Kinar duduk di ruang tamu sambil menghidupkan tv.
"Apa kamu tidak kembali lagi malam ini, apakah kamu tidur di luar lagi, jika bener kenapa kamu selalu tidak memberitahuku dan selalu membuatku menunggumu" ucap kinar dengan menatap foto Rangga yang ada di layar handphone nya yang di ambil di saat Rangga sedang tidur.
"Kenapa aku selalu menunggumu bahkan kamu selalu memperlakukan ku seperti orang lain, bukan seperti istrimu" ucap kinar dengan pelannya ia membanting kan tubuhnya di atas Shofa.
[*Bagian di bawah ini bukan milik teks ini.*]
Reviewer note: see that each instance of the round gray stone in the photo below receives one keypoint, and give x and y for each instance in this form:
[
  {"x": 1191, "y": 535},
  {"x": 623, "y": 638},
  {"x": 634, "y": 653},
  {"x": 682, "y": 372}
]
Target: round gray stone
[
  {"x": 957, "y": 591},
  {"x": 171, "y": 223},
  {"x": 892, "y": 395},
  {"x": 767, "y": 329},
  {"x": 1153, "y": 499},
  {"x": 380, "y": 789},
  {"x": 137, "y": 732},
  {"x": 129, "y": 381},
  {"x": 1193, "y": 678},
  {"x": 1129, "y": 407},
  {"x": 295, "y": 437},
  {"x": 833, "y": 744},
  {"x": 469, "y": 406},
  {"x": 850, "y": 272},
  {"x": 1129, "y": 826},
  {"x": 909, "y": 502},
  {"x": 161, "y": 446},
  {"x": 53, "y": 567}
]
"Apakah sebegitu gak pentingnya aku di matamu, sehingga kamu selalu mengabaikan ku bahkan menatapku pun kamu tidak pernah" ucap kinar dengan air matanya jatuh, dan dengan pelan kinar mulai tertidur.
******
Tak terasa sudah 11 bulan kinar sebagai istri Rangga, tapi kehidupannya di rumah Rangga seperti biasa, istri yang tak di harapkan, istri yang tak di anggap.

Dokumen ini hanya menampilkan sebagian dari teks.